The price of US West Texas crude futures – delivery in April 2023 – decreased by 0.01%, to $ 76.65 a barrel, according to data viewed by the specialized energy platform.
And crude oil prices ended their trading, yesterday, Wednesday, March 8, with a decline of more than 1%, for the second session in a row, amid fears of an economic recession that might affect demand.
Oil price analysis
Oil prices posted their biggest daily decline since early January on Tuesday, after US Federal Reserve Chairman Jerome Powell said the central bank would likely need to raise interest rates more than expected in response to the recent strong data.
The two benchmarks (Brent and West Texas Intermediate) fell between 4% and 5% over the past two days, according to data seen by the specialized energy platform.

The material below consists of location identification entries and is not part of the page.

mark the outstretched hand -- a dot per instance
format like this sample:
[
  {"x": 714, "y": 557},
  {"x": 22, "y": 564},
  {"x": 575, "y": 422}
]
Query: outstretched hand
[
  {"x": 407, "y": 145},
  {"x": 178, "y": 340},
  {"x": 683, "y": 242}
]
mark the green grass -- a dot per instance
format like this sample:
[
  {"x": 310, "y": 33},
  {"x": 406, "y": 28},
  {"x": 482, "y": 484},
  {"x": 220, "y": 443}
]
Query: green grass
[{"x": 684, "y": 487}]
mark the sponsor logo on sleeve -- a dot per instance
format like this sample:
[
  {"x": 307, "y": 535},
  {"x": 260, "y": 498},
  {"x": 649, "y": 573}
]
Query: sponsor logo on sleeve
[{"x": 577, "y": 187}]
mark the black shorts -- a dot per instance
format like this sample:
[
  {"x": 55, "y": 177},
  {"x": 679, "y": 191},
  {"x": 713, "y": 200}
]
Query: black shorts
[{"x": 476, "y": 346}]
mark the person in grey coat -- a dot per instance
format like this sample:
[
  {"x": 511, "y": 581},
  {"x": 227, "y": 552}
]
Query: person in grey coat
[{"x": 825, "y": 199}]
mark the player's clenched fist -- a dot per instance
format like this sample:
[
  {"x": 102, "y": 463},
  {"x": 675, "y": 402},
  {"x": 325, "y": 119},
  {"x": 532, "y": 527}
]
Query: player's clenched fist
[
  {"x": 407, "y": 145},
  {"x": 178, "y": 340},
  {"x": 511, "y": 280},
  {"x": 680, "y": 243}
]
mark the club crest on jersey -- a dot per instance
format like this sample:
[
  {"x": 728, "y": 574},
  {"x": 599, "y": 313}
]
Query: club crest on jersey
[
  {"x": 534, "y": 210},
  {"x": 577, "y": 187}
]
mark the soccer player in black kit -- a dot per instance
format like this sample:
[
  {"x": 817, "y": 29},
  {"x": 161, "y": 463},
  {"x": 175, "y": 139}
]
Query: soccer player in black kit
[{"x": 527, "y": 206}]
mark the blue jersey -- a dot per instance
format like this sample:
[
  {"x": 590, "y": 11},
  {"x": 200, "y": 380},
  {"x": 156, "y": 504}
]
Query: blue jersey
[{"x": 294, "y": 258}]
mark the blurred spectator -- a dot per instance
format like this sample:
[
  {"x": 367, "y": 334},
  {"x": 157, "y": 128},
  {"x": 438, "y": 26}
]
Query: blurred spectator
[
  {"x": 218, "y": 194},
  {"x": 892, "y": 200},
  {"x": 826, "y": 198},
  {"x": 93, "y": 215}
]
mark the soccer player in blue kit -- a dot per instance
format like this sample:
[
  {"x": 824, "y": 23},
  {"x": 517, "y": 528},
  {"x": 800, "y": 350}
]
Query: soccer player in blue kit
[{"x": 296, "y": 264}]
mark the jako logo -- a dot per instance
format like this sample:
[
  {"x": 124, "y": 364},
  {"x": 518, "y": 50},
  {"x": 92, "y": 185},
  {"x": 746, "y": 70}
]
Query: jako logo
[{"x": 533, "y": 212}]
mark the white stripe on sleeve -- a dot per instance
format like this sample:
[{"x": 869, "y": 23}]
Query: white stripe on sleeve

“Crude oil prices are still under the influence of Powell’s hawkish tone recently, increasing the possibility of another 50 basis point increase instead of the one 25 basis point,” said Suvru Sarkar, senior energy analyst at DBS Bank.
He noted that crude oil prices will be caught in a tug-of-war between sentiment surrounding rate hikes and inflation targeting on the one hand, and China’s reopening on the other for much of the year, at least in the first half.
demand for oil
While China’s imports of crude oil fell 1.3% in the first two months of 2023 from a year earlier, analysts pointed to an acceleration in imports in February as evidence of a recovery in fuel demand after Beijing lifted coronavirus controls.

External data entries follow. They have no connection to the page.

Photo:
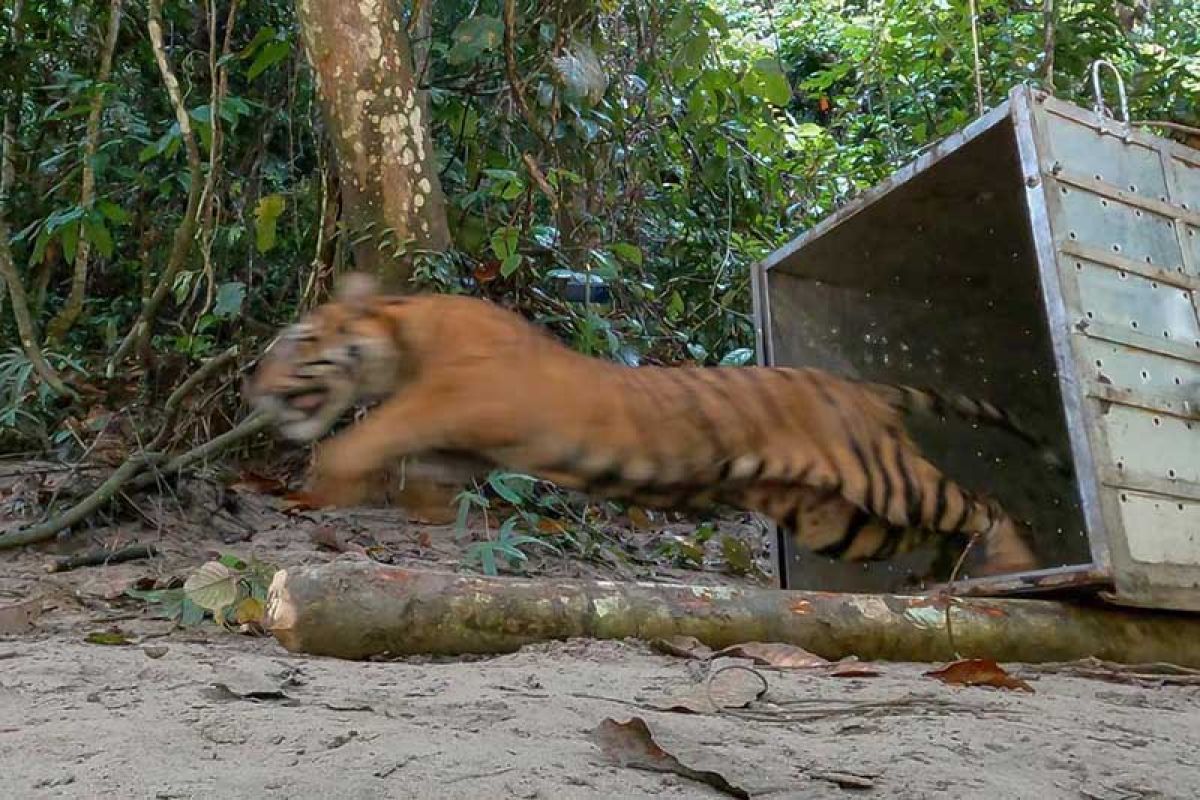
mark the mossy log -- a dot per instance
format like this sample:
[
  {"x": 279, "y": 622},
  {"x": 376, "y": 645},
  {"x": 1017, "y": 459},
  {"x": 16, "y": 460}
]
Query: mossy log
[{"x": 354, "y": 608}]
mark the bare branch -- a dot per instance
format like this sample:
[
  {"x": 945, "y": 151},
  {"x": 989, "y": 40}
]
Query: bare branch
[{"x": 1048, "y": 38}]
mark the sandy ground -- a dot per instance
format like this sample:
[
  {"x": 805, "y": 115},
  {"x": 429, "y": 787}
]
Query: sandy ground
[{"x": 203, "y": 713}]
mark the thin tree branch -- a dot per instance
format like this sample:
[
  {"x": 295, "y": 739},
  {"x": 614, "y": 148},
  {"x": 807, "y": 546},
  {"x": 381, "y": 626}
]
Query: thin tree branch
[
  {"x": 25, "y": 330},
  {"x": 510, "y": 68},
  {"x": 82, "y": 510},
  {"x": 9, "y": 131},
  {"x": 139, "y": 334},
  {"x": 132, "y": 474},
  {"x": 219, "y": 78},
  {"x": 70, "y": 312},
  {"x": 171, "y": 408},
  {"x": 1048, "y": 42}
]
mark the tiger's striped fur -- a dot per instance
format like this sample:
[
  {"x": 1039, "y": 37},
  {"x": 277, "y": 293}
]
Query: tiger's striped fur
[{"x": 462, "y": 377}]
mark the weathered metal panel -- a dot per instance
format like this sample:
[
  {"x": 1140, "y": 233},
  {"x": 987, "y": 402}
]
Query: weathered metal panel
[
  {"x": 1048, "y": 259},
  {"x": 1127, "y": 271}
]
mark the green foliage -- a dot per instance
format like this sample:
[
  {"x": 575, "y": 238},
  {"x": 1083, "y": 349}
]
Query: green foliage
[
  {"x": 657, "y": 150},
  {"x": 229, "y": 590}
]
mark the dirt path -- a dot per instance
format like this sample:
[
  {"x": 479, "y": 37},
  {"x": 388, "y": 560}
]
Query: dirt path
[
  {"x": 203, "y": 713},
  {"x": 89, "y": 721}
]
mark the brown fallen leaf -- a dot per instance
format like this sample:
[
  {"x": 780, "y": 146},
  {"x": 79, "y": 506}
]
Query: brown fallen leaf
[
  {"x": 639, "y": 518},
  {"x": 846, "y": 780},
  {"x": 297, "y": 501},
  {"x": 18, "y": 618},
  {"x": 328, "y": 536},
  {"x": 853, "y": 668},
  {"x": 685, "y": 647},
  {"x": 631, "y": 744},
  {"x": 255, "y": 483},
  {"x": 774, "y": 654},
  {"x": 978, "y": 672},
  {"x": 731, "y": 687}
]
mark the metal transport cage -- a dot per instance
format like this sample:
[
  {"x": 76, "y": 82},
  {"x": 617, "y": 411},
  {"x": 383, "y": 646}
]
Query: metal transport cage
[{"x": 1045, "y": 258}]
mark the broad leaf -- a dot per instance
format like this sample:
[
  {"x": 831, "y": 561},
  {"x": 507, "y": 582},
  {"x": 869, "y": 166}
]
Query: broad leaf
[
  {"x": 474, "y": 36},
  {"x": 213, "y": 587},
  {"x": 229, "y": 299},
  {"x": 265, "y": 215}
]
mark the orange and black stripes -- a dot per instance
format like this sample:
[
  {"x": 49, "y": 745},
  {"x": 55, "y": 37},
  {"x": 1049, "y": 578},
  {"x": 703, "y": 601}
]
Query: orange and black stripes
[{"x": 821, "y": 455}]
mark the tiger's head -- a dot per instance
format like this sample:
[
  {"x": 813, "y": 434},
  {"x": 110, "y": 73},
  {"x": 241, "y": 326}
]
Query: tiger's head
[{"x": 336, "y": 356}]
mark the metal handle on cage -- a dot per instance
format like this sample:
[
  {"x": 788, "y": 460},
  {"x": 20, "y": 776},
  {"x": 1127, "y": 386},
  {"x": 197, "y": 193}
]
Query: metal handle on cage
[{"x": 1098, "y": 96}]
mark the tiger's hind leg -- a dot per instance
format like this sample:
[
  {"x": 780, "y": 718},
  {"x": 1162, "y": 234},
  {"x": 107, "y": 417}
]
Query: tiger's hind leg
[{"x": 907, "y": 491}]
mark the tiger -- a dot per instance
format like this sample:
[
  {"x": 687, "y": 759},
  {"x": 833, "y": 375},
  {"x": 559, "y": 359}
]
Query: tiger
[{"x": 461, "y": 378}]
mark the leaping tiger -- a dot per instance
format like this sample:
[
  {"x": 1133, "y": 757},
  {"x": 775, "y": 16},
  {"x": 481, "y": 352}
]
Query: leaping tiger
[{"x": 826, "y": 457}]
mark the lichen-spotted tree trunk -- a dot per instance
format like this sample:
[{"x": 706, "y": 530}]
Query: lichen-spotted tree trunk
[{"x": 379, "y": 126}]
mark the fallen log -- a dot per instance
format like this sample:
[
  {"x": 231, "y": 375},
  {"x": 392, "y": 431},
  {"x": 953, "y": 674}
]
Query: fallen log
[{"x": 354, "y": 608}]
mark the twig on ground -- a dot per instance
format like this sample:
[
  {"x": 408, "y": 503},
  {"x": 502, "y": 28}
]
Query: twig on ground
[
  {"x": 246, "y": 428},
  {"x": 102, "y": 557},
  {"x": 1143, "y": 673},
  {"x": 172, "y": 407},
  {"x": 948, "y": 593},
  {"x": 78, "y": 512},
  {"x": 132, "y": 473},
  {"x": 25, "y": 330}
]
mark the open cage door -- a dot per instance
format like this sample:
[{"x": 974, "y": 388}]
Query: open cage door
[{"x": 1045, "y": 258}]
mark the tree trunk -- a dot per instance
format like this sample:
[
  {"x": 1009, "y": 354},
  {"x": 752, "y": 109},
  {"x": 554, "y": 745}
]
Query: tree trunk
[
  {"x": 70, "y": 312},
  {"x": 181, "y": 245},
  {"x": 353, "y": 608},
  {"x": 9, "y": 131},
  {"x": 25, "y": 329},
  {"x": 381, "y": 131}
]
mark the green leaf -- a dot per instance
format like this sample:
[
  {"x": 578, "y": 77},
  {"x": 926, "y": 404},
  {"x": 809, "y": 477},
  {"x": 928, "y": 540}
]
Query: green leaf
[
  {"x": 267, "y": 212},
  {"x": 114, "y": 212},
  {"x": 504, "y": 241},
  {"x": 474, "y": 36},
  {"x": 675, "y": 306},
  {"x": 97, "y": 234},
  {"x": 501, "y": 483},
  {"x": 263, "y": 36},
  {"x": 190, "y": 614},
  {"x": 70, "y": 236},
  {"x": 40, "y": 245},
  {"x": 768, "y": 82},
  {"x": 213, "y": 587},
  {"x": 737, "y": 358},
  {"x": 631, "y": 253},
  {"x": 268, "y": 56},
  {"x": 510, "y": 264},
  {"x": 228, "y": 304},
  {"x": 606, "y": 264},
  {"x": 108, "y": 637}
]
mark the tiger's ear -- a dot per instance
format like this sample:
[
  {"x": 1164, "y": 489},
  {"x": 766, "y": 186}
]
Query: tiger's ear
[{"x": 355, "y": 288}]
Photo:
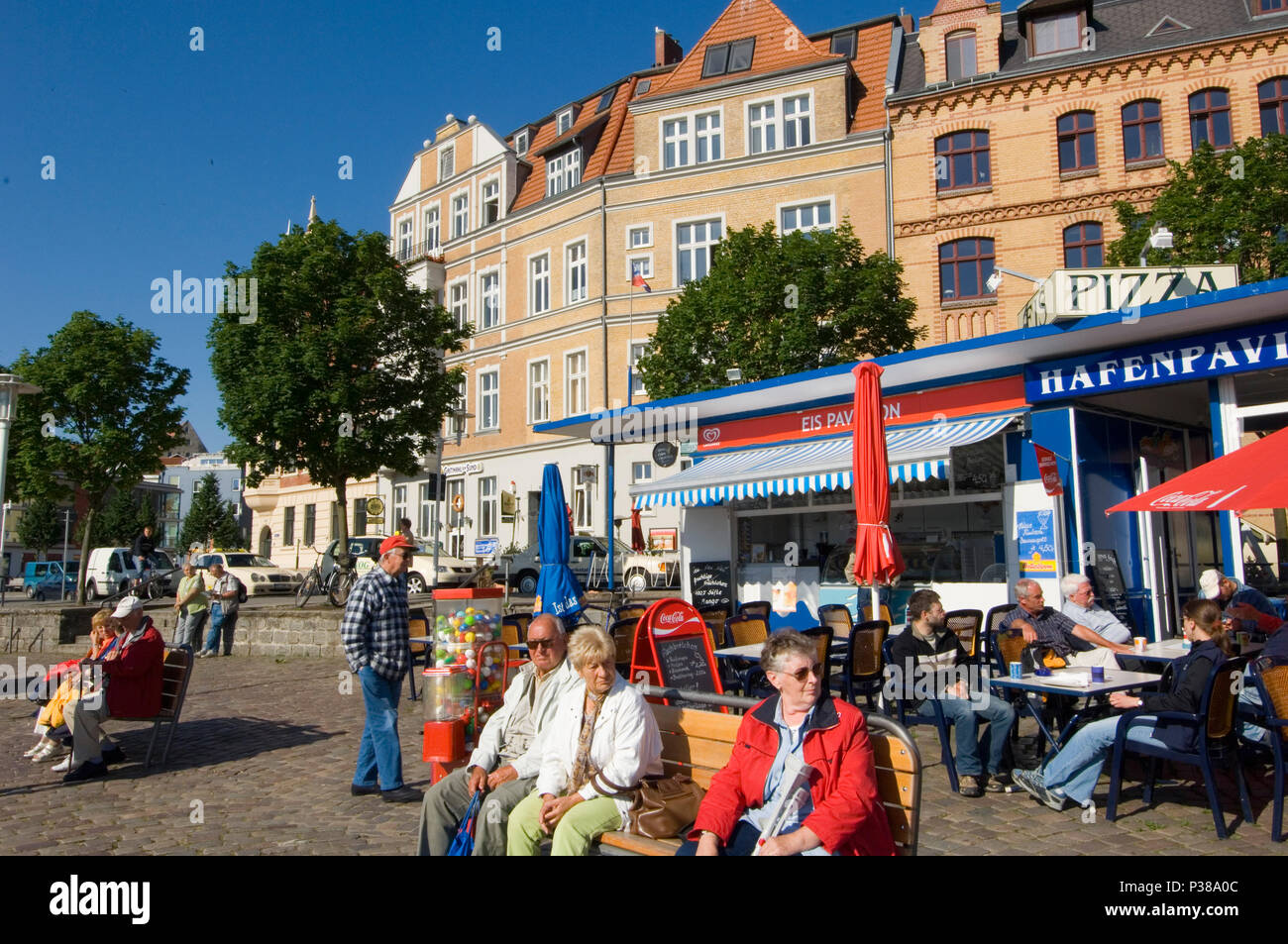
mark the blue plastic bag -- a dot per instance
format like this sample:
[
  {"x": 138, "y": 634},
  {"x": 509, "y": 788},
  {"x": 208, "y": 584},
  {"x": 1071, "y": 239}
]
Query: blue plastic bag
[{"x": 464, "y": 841}]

The Secretary-General of the Organization of the Petroleum Exporting Countries (OPEC) Haitham Al-Ghais said, at the CERA week held in Houston, on Tuesday, that China’s oil demand will rise between 500 thousand and 600 thousand barrels per day in 2023, and that the organization is “very optimistic, cautiously.”
Meanwhile, data from the US Energy Information Administration showed, on Wednesday, that US oil inventories fell by 1.7 million barrels last week, defying analysts’ expectations for an increase of 395 thousand barrels and ending a series of stock increases that lasted 10 weeks.
Adding to demand concerns, however, US gasoline stocks fell by 1.1 million barrels, according to official data, less than the forecast of 1.9 million barrels of withdrawal analysts, and distillate stocks grew by 138 thousand barrels, compared to expectations for a decline of 1 million barrels.
OANDA senior analyst Edward Moya said in a note that despite the EIA inventory report showing the first draws of crude this year; Uncertainty about crude demand in the short term “keeps crude oil prices under pressure.”
He added, “Until we see clear signs of China’s recovery, oil prices seem to be moving in a sideways direction,” according to Reuters.